During 2013, five children developed vaccine-derived poliovirus (VDPV), an infection caused by an OPV virus that has regained its ability to cause disease. Public health experts also estimate that about 100-180 children develop vaccine associated polio paralysis, a rare but serious side effect of OPV, each year.

"This is a political celebration," said Thekekkera Jacob John, former head of virology at the Christian Medical College, Vellore, who has been tracking wild polioviruses in India since the mid-1970s and had suggested that OPV alone might not be able to eradicate polio. "The second phase of the endgame to completely eradicate polio by eliminating the vaccine viruses from India is yet to begin," John told The Telegraph.

The WHO has pencilled what its officials have called an "endgame" strategy that involves using an alternative, injectible polio vaccine (IPV) that is made from killed viruses that cannot cause any harm to children with low immunity or to vaccine recipients.

The endgame strategy, a senior official with an international agency said, envisages the introduction of IPV in 2015 with a gradual phase-out of the OPV vaccines over the next three to four years with the goal of global eradication of polio by 2018. While IPV has been used in India's private health care sector for over five years, a senior official with an international agency said India is expected to introduce IPV in the free routine immunisation programme in 2015.
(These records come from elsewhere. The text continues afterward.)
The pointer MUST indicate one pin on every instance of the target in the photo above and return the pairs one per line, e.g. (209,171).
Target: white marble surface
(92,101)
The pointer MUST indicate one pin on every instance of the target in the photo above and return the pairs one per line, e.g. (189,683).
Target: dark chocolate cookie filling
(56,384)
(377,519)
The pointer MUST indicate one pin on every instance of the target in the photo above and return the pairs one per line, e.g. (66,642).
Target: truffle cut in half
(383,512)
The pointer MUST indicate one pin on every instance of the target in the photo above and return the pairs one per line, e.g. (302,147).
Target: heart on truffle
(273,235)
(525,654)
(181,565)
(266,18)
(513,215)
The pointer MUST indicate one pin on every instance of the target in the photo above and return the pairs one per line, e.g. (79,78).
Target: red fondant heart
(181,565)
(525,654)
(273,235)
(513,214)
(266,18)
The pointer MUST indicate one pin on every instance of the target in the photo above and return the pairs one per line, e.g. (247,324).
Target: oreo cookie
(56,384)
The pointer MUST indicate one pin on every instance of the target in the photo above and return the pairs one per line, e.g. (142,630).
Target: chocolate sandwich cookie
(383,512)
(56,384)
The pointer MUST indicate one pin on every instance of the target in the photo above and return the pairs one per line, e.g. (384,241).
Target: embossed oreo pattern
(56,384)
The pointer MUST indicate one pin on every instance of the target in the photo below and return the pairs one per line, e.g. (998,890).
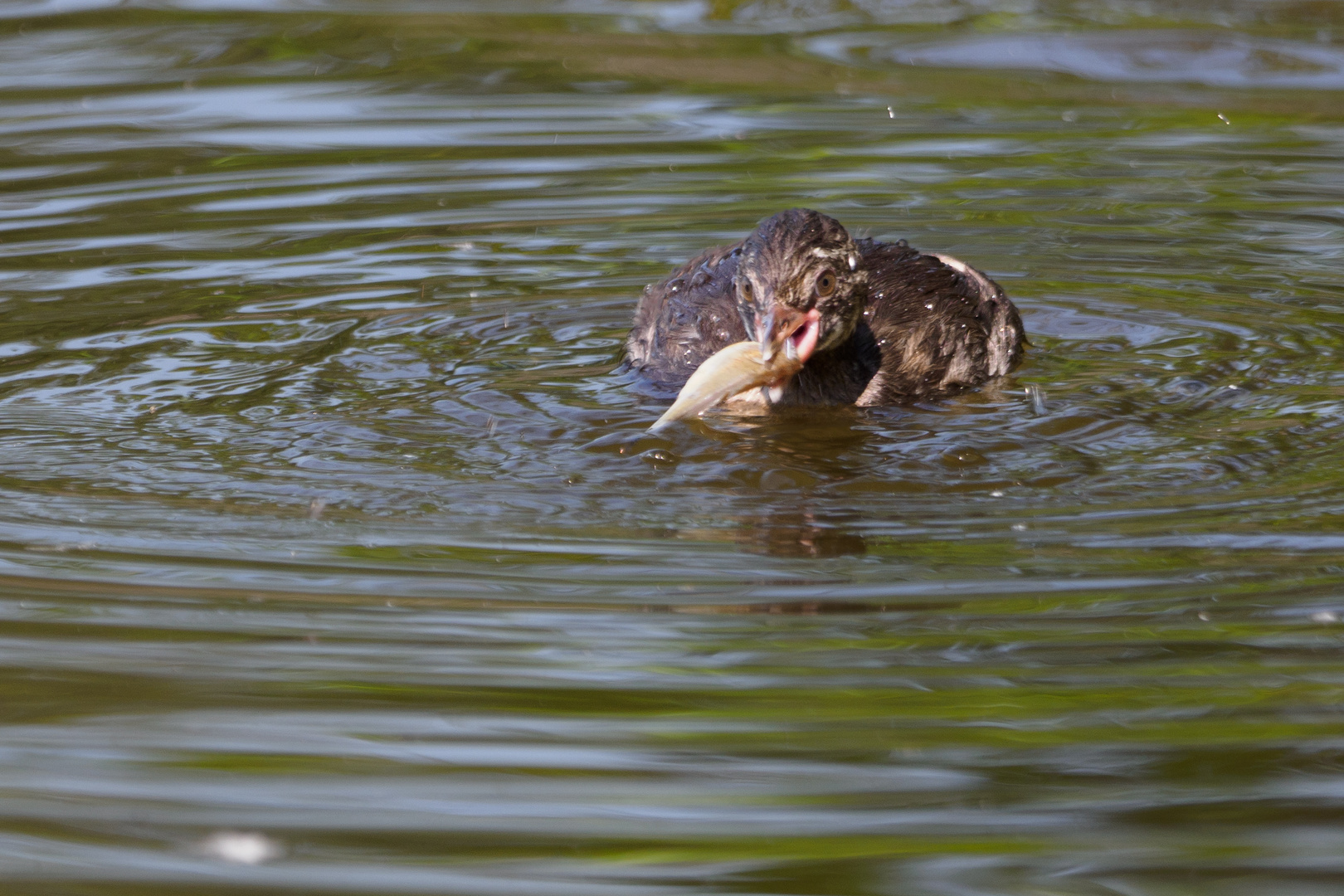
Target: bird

But Ajay Khera, deputy commissioner for immunisation in the health ministry, told this newspaper that the endgame strategy is under discussion. "The government is still examining the logistics of procuring and delivering IPV through the public immunisation programme," another health official said.

About 27 million babies are born in India each year, and the IPV is ideally given in three doses at six, ten, and 14 weeks after birth. John, who has in the past chaired a technical group that advised the Indian government on polio eradication, said Indian manufacturers have assured supplies of IPV.

"All countries that use OPV will have to eradicate polio in two phases - wild poliovirus eliminated by OPV, and the vaccine viruses eliminated by IPV," John said. "The immunisation programme has no choice but to introduce IPV - the sooner in 2015, the better."